Kunjungan ini menjadi ajang silaturahmi sekaligus laporan perkembangan persiapan kongres yang akan melibatkan lebih dari 1.000 peserta dari 120 cabang GMKI se-Indonesia. Audiensi tersebut dipimpin langsung oleh Yulianus Henock Sumual yang juga ditunjuk sebagai Ketua Panitia Kongres GMKI ke-39.
“Tadi pagi kami sudah menghadap Gubernur Harum, sekarang kami melaporkan juga kepada Pak Wagub mengenai perkembangan persiapan,” ujar Henock dalam pertemuan tersebut.
Wagub Seno Aji memberikan sambutan positif atas kepercayaan yang diberikan kepada Kalimantan Timur, khususnya Kota Samarinda, sebagai tuan rumah. Ia menyebut GMKI sebagai mitra strategis yang aktif dan telah lama menjalin relasi konstruktif dengan pemerintah daerah.
“Hubungan dengan GMKI sudah terjalin lama. Mereka aktif, seperti halnya HMI dan PMII. Tidak ada alasan untuk tidak mendukung kegiatan mahasiswa,” kata Seno Aji menegaskan.
Ia memastikan bahwa Pemerintah Provinsi Kaltim akan memberikan dukungan maksimal demi suksesnya pelaksanaan kongres tersebut. Dirinya optimis kegiatan ini akan membawa dampak positif bagi daerah, terutama dalam memperkuat posisi Samarinda sebagai kota yang ramah terhadap aktivitas nasional kepemudaan.
“Saya yakin Pak Gubernur juga akan mendukung penuh. Yang jelas, Pemprov Kaltim siap membantu semaksimal mungkin,” tambahnya.
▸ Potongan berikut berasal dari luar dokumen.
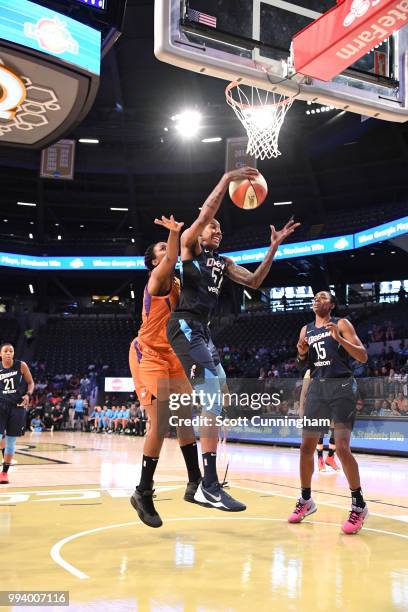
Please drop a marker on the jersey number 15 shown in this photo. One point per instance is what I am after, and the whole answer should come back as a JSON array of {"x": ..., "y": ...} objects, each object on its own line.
[{"x": 320, "y": 350}]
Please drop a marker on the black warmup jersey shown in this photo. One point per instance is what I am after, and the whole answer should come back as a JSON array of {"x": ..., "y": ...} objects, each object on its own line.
[
  {"x": 201, "y": 280},
  {"x": 327, "y": 358},
  {"x": 11, "y": 380}
]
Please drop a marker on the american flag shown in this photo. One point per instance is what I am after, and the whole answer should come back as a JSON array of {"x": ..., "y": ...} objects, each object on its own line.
[{"x": 203, "y": 18}]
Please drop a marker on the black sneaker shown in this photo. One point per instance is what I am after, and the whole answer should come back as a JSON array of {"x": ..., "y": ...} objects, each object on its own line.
[
  {"x": 143, "y": 504},
  {"x": 215, "y": 496},
  {"x": 191, "y": 490}
]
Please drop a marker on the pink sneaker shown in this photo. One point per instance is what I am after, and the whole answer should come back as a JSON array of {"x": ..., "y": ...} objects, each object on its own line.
[
  {"x": 303, "y": 509},
  {"x": 355, "y": 520}
]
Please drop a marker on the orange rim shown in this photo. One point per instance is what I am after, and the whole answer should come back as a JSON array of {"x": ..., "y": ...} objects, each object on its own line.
[{"x": 241, "y": 105}]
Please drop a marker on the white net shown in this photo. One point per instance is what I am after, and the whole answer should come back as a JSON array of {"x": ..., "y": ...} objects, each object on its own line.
[{"x": 262, "y": 113}]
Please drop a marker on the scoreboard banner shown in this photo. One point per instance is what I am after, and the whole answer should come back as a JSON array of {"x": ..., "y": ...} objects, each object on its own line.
[{"x": 49, "y": 73}]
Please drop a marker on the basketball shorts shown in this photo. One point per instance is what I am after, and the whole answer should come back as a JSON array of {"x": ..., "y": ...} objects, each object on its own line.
[
  {"x": 331, "y": 399},
  {"x": 12, "y": 419},
  {"x": 152, "y": 371},
  {"x": 192, "y": 343}
]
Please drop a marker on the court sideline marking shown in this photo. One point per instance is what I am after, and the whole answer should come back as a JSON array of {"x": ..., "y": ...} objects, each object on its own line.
[{"x": 56, "y": 556}]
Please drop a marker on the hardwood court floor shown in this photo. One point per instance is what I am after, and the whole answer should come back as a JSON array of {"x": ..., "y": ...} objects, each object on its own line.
[{"x": 66, "y": 524}]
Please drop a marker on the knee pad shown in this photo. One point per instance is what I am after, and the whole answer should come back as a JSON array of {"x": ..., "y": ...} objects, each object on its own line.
[
  {"x": 10, "y": 445},
  {"x": 210, "y": 393},
  {"x": 222, "y": 377}
]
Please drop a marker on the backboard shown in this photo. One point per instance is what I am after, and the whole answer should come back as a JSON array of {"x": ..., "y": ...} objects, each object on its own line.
[{"x": 249, "y": 41}]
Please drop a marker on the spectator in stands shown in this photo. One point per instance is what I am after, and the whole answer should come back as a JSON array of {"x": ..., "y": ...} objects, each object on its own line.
[
  {"x": 56, "y": 418},
  {"x": 385, "y": 409},
  {"x": 359, "y": 407},
  {"x": 389, "y": 331}
]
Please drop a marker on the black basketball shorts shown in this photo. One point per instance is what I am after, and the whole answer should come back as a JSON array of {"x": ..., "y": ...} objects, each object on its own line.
[
  {"x": 12, "y": 419},
  {"x": 332, "y": 399}
]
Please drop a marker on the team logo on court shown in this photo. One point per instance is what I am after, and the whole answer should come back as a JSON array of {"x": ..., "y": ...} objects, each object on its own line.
[{"x": 358, "y": 9}]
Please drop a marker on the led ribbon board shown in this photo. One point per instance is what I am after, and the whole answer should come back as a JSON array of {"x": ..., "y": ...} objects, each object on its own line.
[
  {"x": 49, "y": 75},
  {"x": 324, "y": 246}
]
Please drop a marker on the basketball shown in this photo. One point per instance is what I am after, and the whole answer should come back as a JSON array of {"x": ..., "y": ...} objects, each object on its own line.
[{"x": 249, "y": 193}]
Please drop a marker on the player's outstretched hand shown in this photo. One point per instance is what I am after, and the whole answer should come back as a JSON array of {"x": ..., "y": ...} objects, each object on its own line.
[
  {"x": 278, "y": 236},
  {"x": 334, "y": 330},
  {"x": 246, "y": 172},
  {"x": 171, "y": 224}
]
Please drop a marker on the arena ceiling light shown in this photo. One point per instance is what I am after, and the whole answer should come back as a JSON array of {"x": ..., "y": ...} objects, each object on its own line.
[
  {"x": 188, "y": 123},
  {"x": 215, "y": 139}
]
Kongres ini ditetapkan berlangsung di Samarinda melalui keputusan Kongres GMKI ke-38 yang digelar di Tana Toraja pada akhir 2022. Agenda besar ini juga akan melibatkan permohonan kepada Presiden RI Prabowo Subianto agar berkenan membuka kongres secara resmi, mengingat pentingnya momentum ini dalam membahas isu nasional dan peran strategis mahasiswa dalam pembangunan.
GMKI menilai kongres ini bukan hanya ajang konsolidasi organisasi, melainkan juga panggung nasional bagi generasi muda untuk menyampaikan gagasan dan turut serta dalam pembangunan bangsa secara aktif dan progresif.